Beware of interest deductibility when it comes to spousal loans, a taxation expert warned advisors today at a national financial planning conference. New changes from the Canada Revenue Agency (CRA) could thwart clients’ income splitting plans.

“Be careful. It just came out 48 hours ago,” Jamie Golombek, vice president of taxation and estate planning at Aim Funds Management Inc., told an audience at the Canadian Institute of Financial Planners conference in Orlando, Fla. “The Canada Revenue Agency issued an interesting technical interpretation, which could pose a real problem for some people.”

Essentially, the CRA has released a new interpretation of the Tax Act related to spousal loans, a common income splitting strategy. If one spouse earns more than the other, it is common to split the income between the two using a loan with a prescribed interest rate.

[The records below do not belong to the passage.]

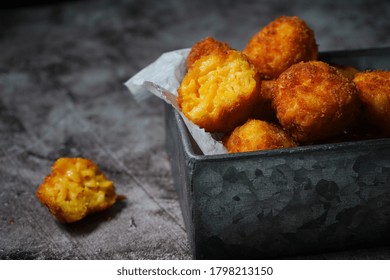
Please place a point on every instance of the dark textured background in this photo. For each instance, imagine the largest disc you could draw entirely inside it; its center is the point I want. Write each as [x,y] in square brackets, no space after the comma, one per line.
[62,69]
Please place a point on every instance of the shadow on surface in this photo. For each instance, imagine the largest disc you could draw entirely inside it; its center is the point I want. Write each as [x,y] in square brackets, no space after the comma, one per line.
[93,221]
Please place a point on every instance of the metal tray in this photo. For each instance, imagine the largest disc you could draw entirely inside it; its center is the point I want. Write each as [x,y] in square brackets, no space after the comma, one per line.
[280,203]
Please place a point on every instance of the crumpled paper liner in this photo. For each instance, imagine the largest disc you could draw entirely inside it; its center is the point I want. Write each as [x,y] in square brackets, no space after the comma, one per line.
[162,78]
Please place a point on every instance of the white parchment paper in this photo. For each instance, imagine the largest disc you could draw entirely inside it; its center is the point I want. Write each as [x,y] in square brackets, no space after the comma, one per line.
[162,78]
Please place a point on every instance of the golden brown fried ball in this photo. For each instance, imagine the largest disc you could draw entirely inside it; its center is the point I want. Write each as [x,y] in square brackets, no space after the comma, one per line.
[76,188]
[263,109]
[374,90]
[257,135]
[219,91]
[280,44]
[314,101]
[205,47]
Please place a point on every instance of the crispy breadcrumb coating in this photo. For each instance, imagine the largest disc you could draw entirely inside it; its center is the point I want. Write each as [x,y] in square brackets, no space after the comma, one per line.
[314,101]
[219,91]
[257,135]
[347,71]
[205,47]
[76,188]
[374,90]
[280,44]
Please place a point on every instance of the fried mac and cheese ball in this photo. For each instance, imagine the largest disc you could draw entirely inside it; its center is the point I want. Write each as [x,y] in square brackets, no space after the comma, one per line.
[219,91]
[314,101]
[257,135]
[280,44]
[205,47]
[76,188]
[374,90]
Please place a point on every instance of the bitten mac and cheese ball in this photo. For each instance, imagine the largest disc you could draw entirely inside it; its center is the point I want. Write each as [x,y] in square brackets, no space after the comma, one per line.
[280,44]
[257,135]
[374,91]
[76,188]
[314,101]
[219,91]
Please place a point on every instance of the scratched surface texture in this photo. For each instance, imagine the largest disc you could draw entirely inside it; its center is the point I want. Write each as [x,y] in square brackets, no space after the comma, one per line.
[62,69]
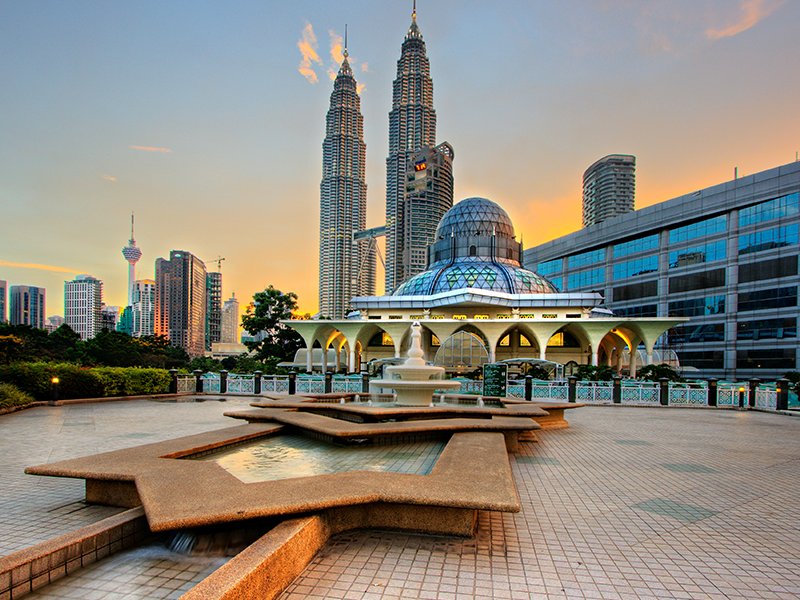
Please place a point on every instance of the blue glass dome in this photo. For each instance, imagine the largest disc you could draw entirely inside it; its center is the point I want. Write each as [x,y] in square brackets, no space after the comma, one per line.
[475,248]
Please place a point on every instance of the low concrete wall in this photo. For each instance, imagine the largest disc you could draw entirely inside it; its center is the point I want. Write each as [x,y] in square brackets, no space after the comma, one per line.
[34,567]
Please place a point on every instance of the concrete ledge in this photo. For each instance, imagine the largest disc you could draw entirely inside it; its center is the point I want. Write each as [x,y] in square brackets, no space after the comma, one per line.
[32,568]
[267,567]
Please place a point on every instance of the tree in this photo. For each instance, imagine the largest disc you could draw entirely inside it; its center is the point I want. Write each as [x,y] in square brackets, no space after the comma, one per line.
[656,372]
[263,321]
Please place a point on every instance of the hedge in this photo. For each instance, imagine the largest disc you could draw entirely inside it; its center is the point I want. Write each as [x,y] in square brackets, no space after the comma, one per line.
[11,395]
[80,382]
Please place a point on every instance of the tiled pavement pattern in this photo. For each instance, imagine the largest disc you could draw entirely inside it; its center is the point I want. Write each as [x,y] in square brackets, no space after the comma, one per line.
[627,503]
[297,455]
[33,509]
[149,572]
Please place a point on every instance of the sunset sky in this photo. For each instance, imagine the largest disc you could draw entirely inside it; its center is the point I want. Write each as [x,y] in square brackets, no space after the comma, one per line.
[207,118]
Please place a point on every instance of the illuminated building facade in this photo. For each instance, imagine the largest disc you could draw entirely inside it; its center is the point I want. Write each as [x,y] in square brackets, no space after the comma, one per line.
[609,188]
[346,268]
[27,305]
[180,310]
[83,303]
[412,128]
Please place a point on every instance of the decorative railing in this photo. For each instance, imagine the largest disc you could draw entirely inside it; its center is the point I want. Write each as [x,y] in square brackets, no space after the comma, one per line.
[628,392]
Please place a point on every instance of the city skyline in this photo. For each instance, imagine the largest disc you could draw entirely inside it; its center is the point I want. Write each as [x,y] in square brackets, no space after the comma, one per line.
[174,112]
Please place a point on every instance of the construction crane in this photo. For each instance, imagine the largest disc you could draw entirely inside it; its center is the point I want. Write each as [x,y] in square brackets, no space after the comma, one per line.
[217,260]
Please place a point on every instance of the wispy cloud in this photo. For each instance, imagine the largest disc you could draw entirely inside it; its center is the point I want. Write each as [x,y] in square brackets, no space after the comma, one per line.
[159,149]
[38,267]
[752,12]
[307,44]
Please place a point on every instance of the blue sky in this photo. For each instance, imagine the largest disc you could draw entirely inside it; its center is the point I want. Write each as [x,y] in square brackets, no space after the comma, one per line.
[195,115]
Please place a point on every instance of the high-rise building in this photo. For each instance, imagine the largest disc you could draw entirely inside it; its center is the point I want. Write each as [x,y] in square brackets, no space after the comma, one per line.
[83,301]
[230,321]
[412,127]
[109,317]
[346,268]
[609,188]
[727,256]
[213,308]
[132,254]
[142,311]
[180,310]
[429,194]
[3,296]
[26,303]
[53,323]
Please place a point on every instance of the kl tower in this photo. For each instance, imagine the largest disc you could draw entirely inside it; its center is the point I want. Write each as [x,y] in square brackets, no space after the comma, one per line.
[132,254]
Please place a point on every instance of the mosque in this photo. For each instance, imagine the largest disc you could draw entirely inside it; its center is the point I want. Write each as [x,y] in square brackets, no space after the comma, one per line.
[477,304]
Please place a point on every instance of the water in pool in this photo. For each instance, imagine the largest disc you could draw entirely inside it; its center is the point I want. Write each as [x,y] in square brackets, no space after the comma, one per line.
[289,456]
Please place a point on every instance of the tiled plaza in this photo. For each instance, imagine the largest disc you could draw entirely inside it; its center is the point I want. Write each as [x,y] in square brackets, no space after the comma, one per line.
[627,503]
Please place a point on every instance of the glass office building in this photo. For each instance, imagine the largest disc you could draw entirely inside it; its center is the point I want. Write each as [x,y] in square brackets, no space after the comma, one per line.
[726,256]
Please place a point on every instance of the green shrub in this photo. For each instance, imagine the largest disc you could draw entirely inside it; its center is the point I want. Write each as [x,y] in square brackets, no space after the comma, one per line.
[11,395]
[79,382]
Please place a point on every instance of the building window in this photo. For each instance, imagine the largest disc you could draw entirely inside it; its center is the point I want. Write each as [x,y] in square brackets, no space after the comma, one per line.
[767,329]
[649,242]
[768,269]
[694,334]
[774,358]
[586,258]
[550,267]
[767,239]
[697,281]
[777,208]
[768,299]
[635,291]
[586,278]
[698,307]
[699,229]
[695,255]
[709,359]
[637,266]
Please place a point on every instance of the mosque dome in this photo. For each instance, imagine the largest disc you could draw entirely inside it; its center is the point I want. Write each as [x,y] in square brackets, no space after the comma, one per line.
[475,248]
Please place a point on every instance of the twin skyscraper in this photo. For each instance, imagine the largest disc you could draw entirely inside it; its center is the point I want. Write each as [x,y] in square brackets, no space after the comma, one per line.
[419,183]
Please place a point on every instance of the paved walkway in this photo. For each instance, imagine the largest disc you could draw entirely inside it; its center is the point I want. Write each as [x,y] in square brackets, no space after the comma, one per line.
[627,503]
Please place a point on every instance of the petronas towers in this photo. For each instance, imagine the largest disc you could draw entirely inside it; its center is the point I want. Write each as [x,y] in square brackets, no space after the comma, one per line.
[419,183]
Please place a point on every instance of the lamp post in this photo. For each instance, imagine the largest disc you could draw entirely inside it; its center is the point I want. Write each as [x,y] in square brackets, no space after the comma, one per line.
[54,389]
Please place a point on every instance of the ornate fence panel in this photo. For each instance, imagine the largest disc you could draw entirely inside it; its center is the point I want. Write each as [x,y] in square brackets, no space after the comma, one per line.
[688,395]
[186,383]
[728,393]
[211,383]
[766,398]
[642,393]
[593,392]
[241,384]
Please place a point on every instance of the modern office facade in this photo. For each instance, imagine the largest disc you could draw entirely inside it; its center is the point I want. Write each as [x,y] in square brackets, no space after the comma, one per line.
[429,195]
[412,127]
[3,296]
[180,307]
[83,302]
[726,256]
[213,308]
[346,267]
[609,188]
[27,305]
[230,321]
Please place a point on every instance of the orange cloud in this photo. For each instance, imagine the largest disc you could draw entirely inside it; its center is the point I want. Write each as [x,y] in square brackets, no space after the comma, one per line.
[753,11]
[159,149]
[307,45]
[38,267]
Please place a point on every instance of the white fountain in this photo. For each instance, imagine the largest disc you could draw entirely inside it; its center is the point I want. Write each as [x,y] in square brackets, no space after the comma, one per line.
[414,381]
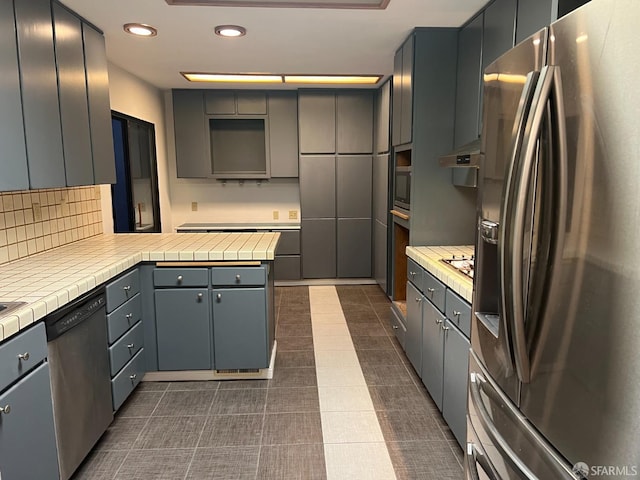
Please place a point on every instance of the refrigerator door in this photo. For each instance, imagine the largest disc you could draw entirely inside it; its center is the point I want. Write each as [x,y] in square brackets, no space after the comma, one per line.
[584,395]
[501,444]
[509,86]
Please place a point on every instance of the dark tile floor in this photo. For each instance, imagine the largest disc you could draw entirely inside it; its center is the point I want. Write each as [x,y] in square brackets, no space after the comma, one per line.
[271,429]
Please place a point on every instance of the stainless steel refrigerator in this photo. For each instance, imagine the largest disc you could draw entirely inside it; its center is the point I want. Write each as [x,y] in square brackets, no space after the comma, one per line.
[554,387]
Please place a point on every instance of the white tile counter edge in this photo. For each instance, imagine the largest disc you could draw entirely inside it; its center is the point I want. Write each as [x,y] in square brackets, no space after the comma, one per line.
[52,279]
[430,258]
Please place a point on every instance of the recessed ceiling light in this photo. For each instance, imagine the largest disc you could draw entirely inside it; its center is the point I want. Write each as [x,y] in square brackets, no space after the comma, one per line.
[230,31]
[140,29]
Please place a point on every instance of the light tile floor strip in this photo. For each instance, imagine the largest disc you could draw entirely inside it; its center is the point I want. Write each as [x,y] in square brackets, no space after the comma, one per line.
[353,443]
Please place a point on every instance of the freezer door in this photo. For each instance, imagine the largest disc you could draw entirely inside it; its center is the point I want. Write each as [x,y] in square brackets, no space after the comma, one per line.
[509,85]
[501,444]
[584,393]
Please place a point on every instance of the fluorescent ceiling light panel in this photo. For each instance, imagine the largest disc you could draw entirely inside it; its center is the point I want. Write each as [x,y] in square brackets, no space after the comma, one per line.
[334,79]
[367,4]
[231,78]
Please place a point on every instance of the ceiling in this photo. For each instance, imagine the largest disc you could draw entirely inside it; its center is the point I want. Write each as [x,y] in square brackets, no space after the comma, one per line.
[278,40]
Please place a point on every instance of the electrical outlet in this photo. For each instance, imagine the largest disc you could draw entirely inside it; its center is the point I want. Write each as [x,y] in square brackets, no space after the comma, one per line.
[37,212]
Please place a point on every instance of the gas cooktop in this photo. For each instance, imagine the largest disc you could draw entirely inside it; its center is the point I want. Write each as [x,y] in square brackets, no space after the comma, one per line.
[462,263]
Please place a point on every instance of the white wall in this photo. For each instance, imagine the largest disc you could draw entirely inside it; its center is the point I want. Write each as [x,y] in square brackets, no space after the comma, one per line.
[247,202]
[135,97]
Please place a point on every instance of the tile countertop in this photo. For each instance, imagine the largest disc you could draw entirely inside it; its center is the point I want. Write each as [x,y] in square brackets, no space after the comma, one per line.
[429,258]
[52,279]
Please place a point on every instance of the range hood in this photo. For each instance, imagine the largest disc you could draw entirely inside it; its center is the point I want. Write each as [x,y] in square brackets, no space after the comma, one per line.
[466,156]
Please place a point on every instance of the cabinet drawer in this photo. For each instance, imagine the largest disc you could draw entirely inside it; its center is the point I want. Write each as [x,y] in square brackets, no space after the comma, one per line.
[124,317]
[128,378]
[124,349]
[122,290]
[459,312]
[414,274]
[238,276]
[433,289]
[289,243]
[31,345]
[180,277]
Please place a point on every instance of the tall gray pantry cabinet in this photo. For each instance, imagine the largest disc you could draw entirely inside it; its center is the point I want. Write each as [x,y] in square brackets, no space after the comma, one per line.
[336,168]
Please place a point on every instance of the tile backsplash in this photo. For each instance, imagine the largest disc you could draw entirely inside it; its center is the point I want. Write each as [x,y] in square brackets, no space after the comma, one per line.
[34,221]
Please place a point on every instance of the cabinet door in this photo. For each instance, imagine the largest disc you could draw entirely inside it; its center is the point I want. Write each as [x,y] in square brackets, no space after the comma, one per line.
[183,329]
[191,135]
[468,82]
[413,337]
[72,91]
[354,119]
[432,351]
[382,114]
[95,58]
[456,373]
[396,105]
[319,248]
[317,122]
[40,94]
[283,132]
[240,328]
[27,435]
[15,175]
[353,185]
[354,247]
[407,92]
[317,186]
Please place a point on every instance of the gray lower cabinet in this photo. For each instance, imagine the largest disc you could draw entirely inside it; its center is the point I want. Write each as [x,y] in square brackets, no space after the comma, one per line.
[27,435]
[354,248]
[15,173]
[456,373]
[317,122]
[240,328]
[319,248]
[183,329]
[413,341]
[283,133]
[433,352]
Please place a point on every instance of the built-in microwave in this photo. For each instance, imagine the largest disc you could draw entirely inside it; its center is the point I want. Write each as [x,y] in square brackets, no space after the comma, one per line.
[402,189]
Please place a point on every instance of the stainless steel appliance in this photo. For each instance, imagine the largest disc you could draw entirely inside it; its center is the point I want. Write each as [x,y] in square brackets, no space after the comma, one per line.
[553,388]
[80,378]
[402,189]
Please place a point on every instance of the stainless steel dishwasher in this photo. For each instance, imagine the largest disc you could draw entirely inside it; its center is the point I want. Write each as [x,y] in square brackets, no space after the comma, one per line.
[80,377]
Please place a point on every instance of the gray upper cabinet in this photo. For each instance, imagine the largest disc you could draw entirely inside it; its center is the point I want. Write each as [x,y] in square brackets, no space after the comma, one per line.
[40,94]
[354,117]
[353,186]
[72,91]
[403,94]
[15,174]
[191,136]
[317,122]
[382,116]
[283,130]
[499,30]
[95,57]
[318,186]
[467,123]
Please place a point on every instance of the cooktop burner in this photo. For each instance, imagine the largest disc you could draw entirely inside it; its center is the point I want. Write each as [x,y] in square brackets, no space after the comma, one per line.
[462,263]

For example, Golombek explained, let’s say a person gave their spouse a loan on December 17, 2007 at 4% with interest payable annually and therefore due on Dec. 17 of 2008. Would the interest then be deductible in 2008?

The answer is no, according to the CRA’s new interpretation of the Income Tax Act, Golombek said.

“They are looking at a very technical approach,” he told the visibly shocked crowd of planners. Golombek went on to explain the CRA’s new position, which is that the Act states a spouse has to pay the interest within 30 days of the calendar year and the “interest payable in respect of the particular year.” In the example above, the “particular year” of the loan was 2007 and therefore there were 14 days of interest for 2007 and the interest wasn’t paid within the requisite 30 days of the calendar year.

“The CRA says you are offside” in this case, said Golombek. “And therefore the whole income splitting falls apart for the first year and all future years.”

Golombek said he has spoken with two lawyers in the two days since the technical interpretation was released. One told him the new reading was plain wrong, while the other felt it was correct from a technical perspective.

“Beware,” the popular tax expert warned the crowd. “Because this is hot of the press.”